June 2009
Volume 24 Number 06
Entity Framework - Anti-Patterns To Avoid In N-Tier Applications
By Daniel Simmons | June 2009
This article discusses:
|
This article uses the following technologies: Entity Framework |
Contents
Understanding N-tier
Anti-Pattern #1: Tight Coupling
Anti-Pattern #2: Assuming Static Requirements
Anti-Pattern #3: Mishandled Concurrency
Anti-Pattern #4: Stateful Services
Anti-Pattern #5: Two Tiers Pretending to be Three
Anti-Pattern #6: Undervaluing Simplicity
As a member of the Entity Framework team, I frequently talk to customers about building applications that use the Entity Framework. Probably the topic I get asked about more than anything else is designing n-tier applications. In this article, I will try to set a foundation on which you can build for success in this part of your applications. The majority of the article is devoted to design anti-patterns for n-tier, which are usually the most important issues that I find. This is a topic where there are a lot of options and many issues to consider, so it is important to understand the overall space before making decisions for your particular application. In future articles, I will examine n-tier patterns for success and some of the key APIs and issues specific to the Entity Framework, and provide a sneak peak at features coming in the Microsoft .NET Framework 4 that should make n-tier significantly easier.
Understanding N-tier
Before I dive into the anti-patterns, it is important to have a common understanding of n-tier.
The first point to be clear on is the difference between tiers and layers. A well-designed application will have multiple layers with carefully managed dependencies. Those layers could live in a single tier or be split across multiple tiers. A layer is just an organizational concept in an application, while a tier denotes physical separation or at least a design that will allow physical separation if needed.
Any application that talks to a database has more than one tier unless that database runs in-process, but the application is not called n-tier unless it involves more tiers than just the database and application.

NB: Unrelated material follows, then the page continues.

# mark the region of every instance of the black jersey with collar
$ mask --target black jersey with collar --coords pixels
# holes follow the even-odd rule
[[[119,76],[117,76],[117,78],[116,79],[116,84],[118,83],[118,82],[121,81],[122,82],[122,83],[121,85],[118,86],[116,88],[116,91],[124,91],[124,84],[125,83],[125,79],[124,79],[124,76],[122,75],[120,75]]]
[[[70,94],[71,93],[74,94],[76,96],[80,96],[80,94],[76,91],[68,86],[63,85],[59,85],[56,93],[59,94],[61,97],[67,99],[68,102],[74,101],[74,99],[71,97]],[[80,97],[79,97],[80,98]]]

Similarly, every ASP.NET application that involves a database is technically n-tier because there is the database, the Web server, and the browser. Unless you introduce Windows Communication Foundation (WCF) or Web services, you would not call that application n-tier since for most purposes the Web server and browser can be thought of as a single client tier. N-tier applications are those that have at a minimum a database tier, a middle tier that exposes a service, and a client tier.

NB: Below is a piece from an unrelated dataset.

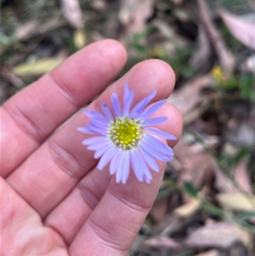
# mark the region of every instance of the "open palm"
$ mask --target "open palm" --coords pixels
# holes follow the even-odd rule
[[[89,119],[81,112],[69,118],[104,91],[126,61],[119,43],[93,43],[2,106],[1,255],[126,255],[153,204],[165,163],[157,162],[161,171],[149,184],[132,171],[126,184],[117,184],[108,166],[98,170],[93,152],[81,144],[88,135],[76,128]],[[135,91],[135,103],[155,89],[157,101],[171,93],[174,75],[161,61],[143,61],[88,108],[99,110],[102,101],[110,105],[110,95],[122,95],[126,81]],[[165,103],[157,115],[168,117],[159,128],[179,138],[178,110]],[[169,142],[173,147],[177,141]]]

While it does not sound like that big a deal on the surface, it turns out that implementing applications split across multiple tiers is difficult. There are a lot more pitfalls than you think. These pitfalls led Martin Fowler, in his book Patterns of Enterprise Application Architecture (Addison-Wesley, 2002), to make a very strong statement on the subject:
Don't distribute your objects!
Martin calls it the First Law of Distributed Objects.

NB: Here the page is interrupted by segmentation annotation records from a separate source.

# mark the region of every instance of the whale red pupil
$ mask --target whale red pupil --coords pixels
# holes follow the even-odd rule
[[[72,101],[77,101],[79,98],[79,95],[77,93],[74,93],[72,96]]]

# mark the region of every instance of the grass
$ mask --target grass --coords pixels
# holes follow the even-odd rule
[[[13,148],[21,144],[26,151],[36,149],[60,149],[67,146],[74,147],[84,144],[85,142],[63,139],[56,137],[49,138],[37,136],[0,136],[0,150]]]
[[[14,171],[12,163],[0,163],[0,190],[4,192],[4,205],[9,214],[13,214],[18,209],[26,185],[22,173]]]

As with every design rule, though, there are times when the law must be set aside. Your application may have a scalability problem that requires multiple tiers so you can apply more computing resources. Maybe you need to exchange data with a business partner or customer application. It may just be that you have security or infrastructure constraints that divide your application onto multiple computers or prevent one part of your application from talking directly to another part. When you need multiple tiers, you really need them.
While the anti-patterns presented in this article can be applied to a wide range of applications and technologies, the main focus will be creating and consuming custom WCF services that persist data using the Entity Framework.
Not surprisingly, many n-tier anti-patterns are a result of losing focus on the goal of your application. If you do not keep in mind what motivated you to use an n-tier architecture in the first place, or if you neglect critical persistence concerns, then it is all too easy to get in trouble. The following sections will look at some common problems.
Custom Service or RESTful Service?
REST, or Representational State Transfer, is a type of Web service that is rapidly gaining in popularity. So you might ask yourself what the difference is between RESTful services and custom Web services, and why you might choose one type over the other. The key difference between the two types is that REST services are resource-centric while custom services are operation-centric. With REST, you divide your data into resources, give each resource a URL, and implement standard operations on those resources that allow creation, retrieval, update, and deletion (CRUD). With custom services, you can implement any arbitrary method, which means that the focus is on the operations rather than the resources, and those operations can be tailored to the specific needs of your application.
Some services fit very naturally into the REST model—usually when the resources are obvious and much of the service involves management of those resources. Exchange Server, for instance, has a REST API for organizing e-mail and calendar items. Similarly, there are photo-sharing Web sites on the Internet that expose REST APIs. In other cases, the services less clearly match REST operations, but can still be made to fit. Sending e-mail, for example, can be accomplished by adding a resource to an outbox folder. This is not the way you would most naturally think about sending e-mail, but it is not too much of a stretch.
In other cases, though, REST operations just do not fit well. Creating a resource in order to initiate a workflow that drives monthly payroll check printing, for example, would be much less natural than having a specific method for that purpose.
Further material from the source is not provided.